Chief Cabinet Secretary Shinzo Abe, the front-runner in the race to become the next prime minister, said Monday his large lead in opinion polls may change if other politicians decide to run.
The comments followed Friday’s news that Yasuo Fukuda, former chief Cabinet secretary and No. 2 in the polls to succeed Prime Minister Junichiro Koizumi, will not run in the Sept. 20 election for the Liberal Democratic Party presidency, and hence the prime minister’s seat.
“It is very possible that official declarations by other influential politicians to become candidates would change the situation,” Abe told a regularly scheduled news conference. He added that such participation would encourage debate over specific policies.
Abe noted that he himself has not officially declared his candidacy.
Fukuda’s decision raised speculation that Abe would win a landslide victory in the party election to pick the next LDP president. The winner will become the next prime minister, given the LDP’s overwhelming presence in the House of Representatives.
Speculation is rising that the decision by Fukuda, who has a friendly posture toward East Asia, compared with Abe’s hardline stance at a time of souring regional relations, may prompt other veteran politicians to compete against Abe.
Names that have so far surfaced include Defense Agency Director General Fukushiro Nukaga, Economic and Fiscal Policy Minister Kaoru Yosano and former LDP Secretary General Taku Yamasaki.
Finance Minister Sadakazu Tanigaki has said he will declare his candidacy Thursday. Foreign Minister Taro Aso has also expressed a desire to run.
Later in the day, Abe said it is important to have a strong sense of mission to be the leader of the country.
The comments mirrored remarks by Koizumi that hardships must be expected as prime minister.
At a town meeting in Tokyo’s Akihabara district Monday, Koizumi said, “It is not always good to become the prime minister.
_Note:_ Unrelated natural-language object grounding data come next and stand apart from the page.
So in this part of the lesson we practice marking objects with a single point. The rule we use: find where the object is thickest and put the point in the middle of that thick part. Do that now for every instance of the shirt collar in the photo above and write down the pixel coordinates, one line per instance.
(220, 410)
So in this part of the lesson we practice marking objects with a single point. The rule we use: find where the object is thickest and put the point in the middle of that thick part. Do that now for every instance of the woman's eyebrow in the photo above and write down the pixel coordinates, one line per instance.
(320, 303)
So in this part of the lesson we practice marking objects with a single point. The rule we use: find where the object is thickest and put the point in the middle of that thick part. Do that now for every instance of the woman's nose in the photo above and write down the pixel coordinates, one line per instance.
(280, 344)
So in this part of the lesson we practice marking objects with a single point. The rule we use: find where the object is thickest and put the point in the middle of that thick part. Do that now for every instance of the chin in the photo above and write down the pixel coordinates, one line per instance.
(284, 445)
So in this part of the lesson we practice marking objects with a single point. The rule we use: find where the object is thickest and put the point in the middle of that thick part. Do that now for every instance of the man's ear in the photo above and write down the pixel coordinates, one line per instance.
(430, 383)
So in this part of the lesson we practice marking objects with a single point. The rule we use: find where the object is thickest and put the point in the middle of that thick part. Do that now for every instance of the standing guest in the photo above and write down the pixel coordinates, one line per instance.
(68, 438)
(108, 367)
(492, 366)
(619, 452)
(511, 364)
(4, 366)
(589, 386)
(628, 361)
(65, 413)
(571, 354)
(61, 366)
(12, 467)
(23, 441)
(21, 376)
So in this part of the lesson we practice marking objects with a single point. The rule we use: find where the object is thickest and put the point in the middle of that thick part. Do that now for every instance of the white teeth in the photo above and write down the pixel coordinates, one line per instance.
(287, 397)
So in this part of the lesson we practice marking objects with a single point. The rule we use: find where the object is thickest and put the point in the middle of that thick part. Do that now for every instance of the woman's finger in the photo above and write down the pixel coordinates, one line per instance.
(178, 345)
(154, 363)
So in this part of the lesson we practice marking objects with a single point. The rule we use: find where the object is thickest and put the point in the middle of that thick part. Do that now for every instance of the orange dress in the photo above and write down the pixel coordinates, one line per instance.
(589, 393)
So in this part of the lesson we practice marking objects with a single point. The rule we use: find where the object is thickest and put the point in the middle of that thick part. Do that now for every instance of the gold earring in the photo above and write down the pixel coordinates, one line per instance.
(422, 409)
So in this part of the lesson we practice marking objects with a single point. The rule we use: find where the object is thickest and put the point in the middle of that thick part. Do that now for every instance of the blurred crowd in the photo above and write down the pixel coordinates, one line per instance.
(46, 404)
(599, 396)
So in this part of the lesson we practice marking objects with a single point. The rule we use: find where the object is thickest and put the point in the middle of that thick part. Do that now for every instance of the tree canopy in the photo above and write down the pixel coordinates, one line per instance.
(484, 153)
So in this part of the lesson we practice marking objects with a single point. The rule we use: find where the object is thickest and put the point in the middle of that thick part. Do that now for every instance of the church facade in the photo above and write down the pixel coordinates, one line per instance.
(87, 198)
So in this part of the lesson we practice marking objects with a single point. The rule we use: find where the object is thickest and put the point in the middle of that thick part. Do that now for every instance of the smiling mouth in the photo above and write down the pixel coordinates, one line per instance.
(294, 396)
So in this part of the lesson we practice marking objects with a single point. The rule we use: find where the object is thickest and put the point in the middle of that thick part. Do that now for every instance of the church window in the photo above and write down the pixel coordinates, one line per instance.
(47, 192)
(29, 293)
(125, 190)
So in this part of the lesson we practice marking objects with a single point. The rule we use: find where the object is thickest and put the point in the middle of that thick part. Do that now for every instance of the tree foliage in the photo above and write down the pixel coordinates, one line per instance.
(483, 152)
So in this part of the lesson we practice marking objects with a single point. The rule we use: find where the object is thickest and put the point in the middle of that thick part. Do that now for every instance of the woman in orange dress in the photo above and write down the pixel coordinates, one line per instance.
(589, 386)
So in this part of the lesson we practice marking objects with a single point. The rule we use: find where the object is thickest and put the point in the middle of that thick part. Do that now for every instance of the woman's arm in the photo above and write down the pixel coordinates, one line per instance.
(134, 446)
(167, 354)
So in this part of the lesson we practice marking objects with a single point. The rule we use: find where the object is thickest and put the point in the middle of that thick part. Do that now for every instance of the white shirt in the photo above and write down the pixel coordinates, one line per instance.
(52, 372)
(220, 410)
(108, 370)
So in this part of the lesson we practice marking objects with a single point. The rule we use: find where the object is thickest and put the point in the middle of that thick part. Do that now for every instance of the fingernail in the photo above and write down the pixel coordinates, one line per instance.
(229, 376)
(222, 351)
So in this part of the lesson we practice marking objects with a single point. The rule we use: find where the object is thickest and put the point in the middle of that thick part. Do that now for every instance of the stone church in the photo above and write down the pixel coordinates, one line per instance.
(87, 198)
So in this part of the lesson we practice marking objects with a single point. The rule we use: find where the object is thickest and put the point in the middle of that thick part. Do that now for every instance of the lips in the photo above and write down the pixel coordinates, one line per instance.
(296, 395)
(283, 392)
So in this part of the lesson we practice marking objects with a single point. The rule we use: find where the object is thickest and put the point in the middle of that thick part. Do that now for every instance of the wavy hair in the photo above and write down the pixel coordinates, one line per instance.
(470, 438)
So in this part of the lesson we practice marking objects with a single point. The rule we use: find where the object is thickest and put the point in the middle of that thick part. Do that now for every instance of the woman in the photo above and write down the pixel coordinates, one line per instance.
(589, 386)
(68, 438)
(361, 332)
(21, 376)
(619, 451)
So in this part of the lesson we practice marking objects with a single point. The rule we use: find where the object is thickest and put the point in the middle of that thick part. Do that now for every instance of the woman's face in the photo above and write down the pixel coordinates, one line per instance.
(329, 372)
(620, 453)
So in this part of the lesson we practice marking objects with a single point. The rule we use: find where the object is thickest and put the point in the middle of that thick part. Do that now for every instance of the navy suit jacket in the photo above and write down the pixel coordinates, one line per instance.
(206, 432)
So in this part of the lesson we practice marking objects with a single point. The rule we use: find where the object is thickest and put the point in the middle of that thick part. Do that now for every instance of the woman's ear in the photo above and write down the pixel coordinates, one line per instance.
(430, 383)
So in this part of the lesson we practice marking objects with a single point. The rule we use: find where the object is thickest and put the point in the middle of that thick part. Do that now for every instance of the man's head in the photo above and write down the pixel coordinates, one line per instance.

The person should often feel he wants to resign.”
When Abe, who sat next to Koizumi at the meeting, was asked later to comment on the remarks, he said: “Prime Minister Koizumi must have had a hard time for the past five years.
“And I felt it is important to have a sense of duty, which should be stronger than feelings of wanting to step down.”
During the town meeting, Abe said “one option” would be to exempt daily necessities such as food and medicine from consumption tax hikes when the 5 percent tax is raised in the future.
In the past, Abe has stressed the importance of reducing government red ink first, in contrast with Tanigaki, who advocates hiking the consumption tax simultaneously.
“It will be quite natural to see – discussions that the country has to have a higher consumption tax except for food and medicine,” Abe told the audience.
The comments followed Koizumi’s remarks that if the consumption tax is raised to as high as 20 percent like in Europe, people may start to call for lower taxes on daily goods.